Wealth is not bad in itself:   St. Paul did not say that money is the root of all evil, but that the love of money is the root of all evil.   But it can tempt us to forget God, who is the ultimate source of all we possess; it can lead us to put too much faith in its power to bring happiness; and it can make us less rather than more generous, if we try to hold onto our wealth at all costs.


I’m going to end with a story about a man who was very careful to hold on to his money, and not to waste it on things that didn’t really matter, in particular on people.   The story is told by a passenger on a shuttle bus operated by a garage, which took its customers to their destinations after they had left their cars to be repaired.   The driver explained that his entire life consisted of making and saving money, and most importantly avoiding traps of spending. (The traps he talked about were not the “impulsive shopping” kind, the traps he talked about were normal, day-to-day living for ordinary people.) He was an old man with all his front teeth rotten from lack of care (or from avoiding paying for dental care).


On the inside of the sun shade of his bus was a photo of a blond middle-aged woman.

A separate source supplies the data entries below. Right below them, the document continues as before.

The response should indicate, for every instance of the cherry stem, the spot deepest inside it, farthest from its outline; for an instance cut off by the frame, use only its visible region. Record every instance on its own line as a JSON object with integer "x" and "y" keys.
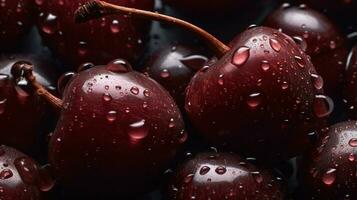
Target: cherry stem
{"x": 25, "y": 70}
{"x": 97, "y": 9}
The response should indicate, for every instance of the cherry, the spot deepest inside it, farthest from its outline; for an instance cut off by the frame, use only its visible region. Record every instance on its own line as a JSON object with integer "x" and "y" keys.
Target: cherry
{"x": 173, "y": 67}
{"x": 319, "y": 37}
{"x": 21, "y": 112}
{"x": 116, "y": 127}
{"x": 97, "y": 42}
{"x": 21, "y": 177}
{"x": 16, "y": 18}
{"x": 263, "y": 93}
{"x": 330, "y": 171}
{"x": 350, "y": 92}
{"x": 219, "y": 176}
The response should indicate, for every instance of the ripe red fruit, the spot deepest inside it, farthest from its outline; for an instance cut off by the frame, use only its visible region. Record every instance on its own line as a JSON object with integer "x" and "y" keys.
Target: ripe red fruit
{"x": 21, "y": 177}
{"x": 324, "y": 42}
{"x": 219, "y": 176}
{"x": 99, "y": 41}
{"x": 117, "y": 133}
{"x": 21, "y": 112}
{"x": 16, "y": 18}
{"x": 330, "y": 171}
{"x": 173, "y": 67}
{"x": 350, "y": 84}
{"x": 262, "y": 98}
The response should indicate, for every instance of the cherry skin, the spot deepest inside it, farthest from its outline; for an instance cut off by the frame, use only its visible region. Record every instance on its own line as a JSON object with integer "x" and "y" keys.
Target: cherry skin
{"x": 99, "y": 41}
{"x": 21, "y": 177}
{"x": 324, "y": 42}
{"x": 173, "y": 67}
{"x": 261, "y": 99}
{"x": 219, "y": 176}
{"x": 117, "y": 132}
{"x": 330, "y": 171}
{"x": 350, "y": 91}
{"x": 22, "y": 112}
{"x": 16, "y": 18}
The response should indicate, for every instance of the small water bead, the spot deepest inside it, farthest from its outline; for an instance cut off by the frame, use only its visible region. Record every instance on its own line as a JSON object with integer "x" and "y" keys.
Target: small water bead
{"x": 254, "y": 100}
{"x": 265, "y": 65}
{"x": 111, "y": 116}
{"x": 221, "y": 170}
{"x": 353, "y": 142}
{"x": 134, "y": 90}
{"x": 165, "y": 73}
{"x": 317, "y": 81}
{"x": 204, "y": 170}
{"x": 241, "y": 56}
{"x": 6, "y": 174}
{"x": 329, "y": 177}
{"x": 275, "y": 44}
{"x": 119, "y": 66}
{"x": 114, "y": 26}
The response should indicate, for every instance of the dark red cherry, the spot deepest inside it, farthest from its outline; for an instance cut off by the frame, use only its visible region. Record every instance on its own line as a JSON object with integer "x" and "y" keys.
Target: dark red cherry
{"x": 219, "y": 176}
{"x": 319, "y": 37}
{"x": 21, "y": 178}
{"x": 262, "y": 98}
{"x": 330, "y": 172}
{"x": 117, "y": 133}
{"x": 99, "y": 41}
{"x": 22, "y": 113}
{"x": 350, "y": 84}
{"x": 173, "y": 67}
{"x": 16, "y": 18}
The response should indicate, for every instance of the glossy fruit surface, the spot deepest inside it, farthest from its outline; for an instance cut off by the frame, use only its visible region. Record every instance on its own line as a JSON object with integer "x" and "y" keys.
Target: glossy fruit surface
{"x": 117, "y": 127}
{"x": 98, "y": 41}
{"x": 261, "y": 99}
{"x": 173, "y": 67}
{"x": 16, "y": 18}
{"x": 22, "y": 113}
{"x": 21, "y": 177}
{"x": 330, "y": 172}
{"x": 219, "y": 176}
{"x": 350, "y": 84}
{"x": 318, "y": 36}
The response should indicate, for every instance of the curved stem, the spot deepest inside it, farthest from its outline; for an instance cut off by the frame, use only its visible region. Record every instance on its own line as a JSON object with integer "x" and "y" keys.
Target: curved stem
{"x": 96, "y": 9}
{"x": 25, "y": 70}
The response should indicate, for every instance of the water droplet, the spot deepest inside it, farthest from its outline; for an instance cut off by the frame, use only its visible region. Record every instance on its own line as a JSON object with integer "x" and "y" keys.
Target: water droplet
{"x": 317, "y": 81}
{"x": 221, "y": 170}
{"x": 265, "y": 65}
{"x": 254, "y": 100}
{"x": 137, "y": 130}
{"x": 275, "y": 44}
{"x": 111, "y": 116}
{"x": 204, "y": 170}
{"x": 329, "y": 177}
{"x": 241, "y": 56}
{"x": 323, "y": 106}
{"x": 119, "y": 66}
{"x": 353, "y": 142}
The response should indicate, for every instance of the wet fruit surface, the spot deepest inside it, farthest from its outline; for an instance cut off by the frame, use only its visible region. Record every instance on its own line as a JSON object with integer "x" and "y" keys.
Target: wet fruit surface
{"x": 116, "y": 126}
{"x": 98, "y": 41}
{"x": 330, "y": 172}
{"x": 16, "y": 18}
{"x": 318, "y": 36}
{"x": 173, "y": 67}
{"x": 21, "y": 177}
{"x": 21, "y": 111}
{"x": 219, "y": 176}
{"x": 262, "y": 95}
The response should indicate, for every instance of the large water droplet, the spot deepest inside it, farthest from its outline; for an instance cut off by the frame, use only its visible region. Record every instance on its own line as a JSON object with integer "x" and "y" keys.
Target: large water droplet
{"x": 275, "y": 44}
{"x": 241, "y": 56}
{"x": 329, "y": 177}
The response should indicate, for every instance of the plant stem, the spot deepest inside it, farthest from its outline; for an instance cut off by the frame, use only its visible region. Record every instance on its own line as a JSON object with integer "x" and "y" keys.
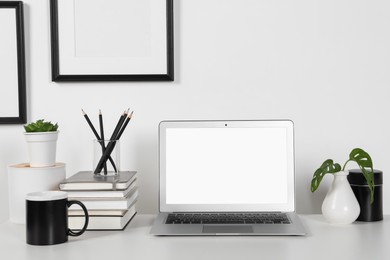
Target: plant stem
{"x": 345, "y": 164}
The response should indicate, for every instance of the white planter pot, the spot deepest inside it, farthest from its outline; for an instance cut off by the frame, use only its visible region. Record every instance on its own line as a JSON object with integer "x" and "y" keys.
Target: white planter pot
{"x": 340, "y": 205}
{"x": 42, "y": 147}
{"x": 23, "y": 179}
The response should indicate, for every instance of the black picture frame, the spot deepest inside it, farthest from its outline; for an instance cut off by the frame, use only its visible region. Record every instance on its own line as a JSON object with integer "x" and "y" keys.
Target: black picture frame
{"x": 59, "y": 76}
{"x": 21, "y": 117}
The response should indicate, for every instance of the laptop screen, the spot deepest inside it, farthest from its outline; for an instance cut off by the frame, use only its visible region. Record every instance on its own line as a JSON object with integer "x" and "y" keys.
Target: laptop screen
{"x": 226, "y": 166}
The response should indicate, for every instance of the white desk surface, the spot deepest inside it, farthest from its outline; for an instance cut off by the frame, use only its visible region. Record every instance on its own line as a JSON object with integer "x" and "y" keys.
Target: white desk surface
{"x": 356, "y": 241}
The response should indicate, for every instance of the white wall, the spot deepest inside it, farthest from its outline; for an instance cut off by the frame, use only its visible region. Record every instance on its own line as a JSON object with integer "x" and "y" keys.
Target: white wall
{"x": 323, "y": 64}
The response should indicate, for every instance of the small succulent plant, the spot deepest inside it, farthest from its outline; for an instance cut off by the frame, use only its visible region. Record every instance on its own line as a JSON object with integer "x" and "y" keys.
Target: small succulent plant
{"x": 41, "y": 126}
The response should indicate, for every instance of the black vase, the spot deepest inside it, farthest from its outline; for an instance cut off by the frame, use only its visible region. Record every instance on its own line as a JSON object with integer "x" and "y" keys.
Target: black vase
{"x": 368, "y": 212}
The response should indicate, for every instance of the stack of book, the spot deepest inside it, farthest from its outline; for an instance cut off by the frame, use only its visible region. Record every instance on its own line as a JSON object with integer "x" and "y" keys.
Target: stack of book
{"x": 110, "y": 200}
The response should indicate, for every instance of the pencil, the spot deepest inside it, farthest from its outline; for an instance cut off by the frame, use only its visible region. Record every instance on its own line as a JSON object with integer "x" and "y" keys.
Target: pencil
{"x": 114, "y": 137}
{"x": 102, "y": 138}
{"x": 97, "y": 136}
{"x": 91, "y": 125}
{"x": 125, "y": 124}
{"x": 111, "y": 144}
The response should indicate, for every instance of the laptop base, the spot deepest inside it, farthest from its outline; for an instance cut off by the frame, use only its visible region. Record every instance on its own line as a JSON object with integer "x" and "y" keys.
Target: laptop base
{"x": 159, "y": 228}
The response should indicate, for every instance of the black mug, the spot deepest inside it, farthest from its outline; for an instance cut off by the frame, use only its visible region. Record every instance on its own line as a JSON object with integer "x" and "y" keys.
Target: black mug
{"x": 47, "y": 218}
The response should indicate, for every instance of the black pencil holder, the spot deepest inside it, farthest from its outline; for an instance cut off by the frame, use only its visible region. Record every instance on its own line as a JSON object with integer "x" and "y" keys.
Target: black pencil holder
{"x": 368, "y": 212}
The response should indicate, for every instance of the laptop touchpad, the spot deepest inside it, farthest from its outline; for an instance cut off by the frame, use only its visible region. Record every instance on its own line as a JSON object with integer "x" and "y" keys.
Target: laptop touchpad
{"x": 225, "y": 229}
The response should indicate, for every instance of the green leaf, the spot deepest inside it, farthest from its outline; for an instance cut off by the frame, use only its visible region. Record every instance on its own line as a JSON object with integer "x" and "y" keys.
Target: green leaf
{"x": 41, "y": 126}
{"x": 364, "y": 161}
{"x": 327, "y": 167}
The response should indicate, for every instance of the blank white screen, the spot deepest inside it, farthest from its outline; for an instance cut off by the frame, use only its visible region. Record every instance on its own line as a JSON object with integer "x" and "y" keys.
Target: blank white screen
{"x": 226, "y": 165}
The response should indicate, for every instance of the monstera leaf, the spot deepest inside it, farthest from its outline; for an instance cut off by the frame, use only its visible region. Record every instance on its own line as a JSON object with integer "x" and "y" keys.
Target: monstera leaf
{"x": 327, "y": 167}
{"x": 363, "y": 160}
{"x": 358, "y": 155}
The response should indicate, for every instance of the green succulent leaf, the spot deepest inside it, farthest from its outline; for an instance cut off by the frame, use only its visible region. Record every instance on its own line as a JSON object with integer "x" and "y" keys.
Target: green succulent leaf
{"x": 327, "y": 167}
{"x": 41, "y": 126}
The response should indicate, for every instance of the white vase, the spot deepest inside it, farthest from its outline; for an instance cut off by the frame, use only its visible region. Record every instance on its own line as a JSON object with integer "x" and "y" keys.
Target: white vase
{"x": 42, "y": 147}
{"x": 340, "y": 205}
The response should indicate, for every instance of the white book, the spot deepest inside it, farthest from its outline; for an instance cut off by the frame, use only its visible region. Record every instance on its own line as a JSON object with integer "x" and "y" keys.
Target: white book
{"x": 118, "y": 222}
{"x": 109, "y": 203}
{"x": 102, "y": 193}
{"x": 86, "y": 180}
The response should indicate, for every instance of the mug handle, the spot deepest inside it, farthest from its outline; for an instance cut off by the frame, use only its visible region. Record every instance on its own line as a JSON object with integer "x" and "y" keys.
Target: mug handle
{"x": 71, "y": 232}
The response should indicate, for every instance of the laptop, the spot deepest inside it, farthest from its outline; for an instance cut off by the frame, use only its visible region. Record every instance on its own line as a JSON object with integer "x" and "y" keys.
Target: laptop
{"x": 227, "y": 178}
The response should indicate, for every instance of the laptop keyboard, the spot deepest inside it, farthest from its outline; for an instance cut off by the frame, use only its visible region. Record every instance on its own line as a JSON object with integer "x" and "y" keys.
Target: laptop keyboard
{"x": 228, "y": 218}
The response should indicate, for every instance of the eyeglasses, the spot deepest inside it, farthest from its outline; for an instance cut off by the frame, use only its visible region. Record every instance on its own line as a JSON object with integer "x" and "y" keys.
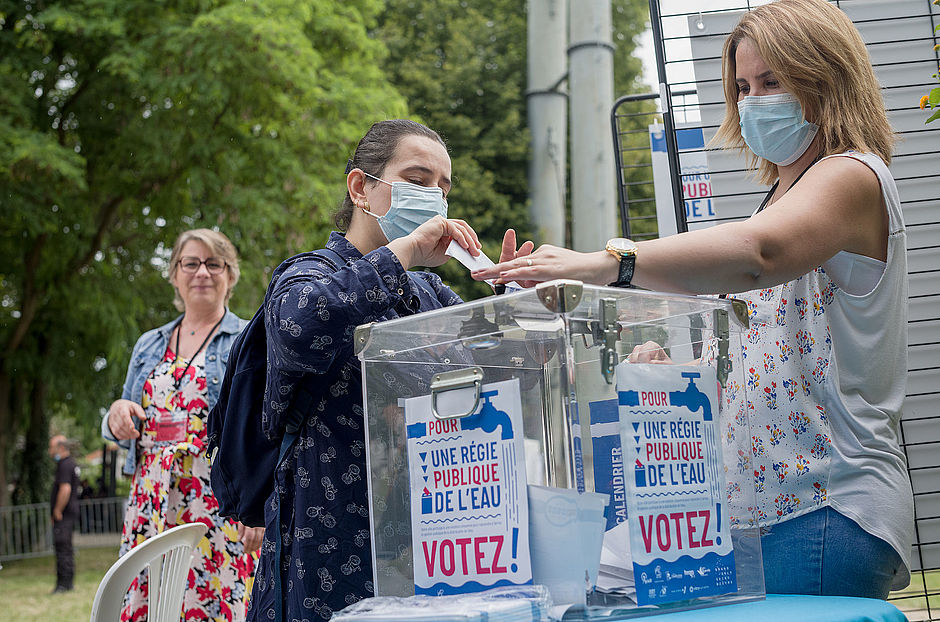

The bus driver said that she was his girlfriend.   He said that she always wanted to go out and spend money. But he was no fool. He wasn’t going to let a woman spend his money in restaurants and going to films. No - she had to learn to pass her time with entertainments that didn’t require any spending. He said that she always talked about getting married. Did she take him for an idiot? Get married and have to share your money?   In fact the man owned six antique cars.   He wasn’t short of money.   In the end, of course, the girlfriend left him to spend his money on his antique cars.  


I wonder if the man who became an art dealer would have done so if he’d met that bus driver rather than Jack Nicholson.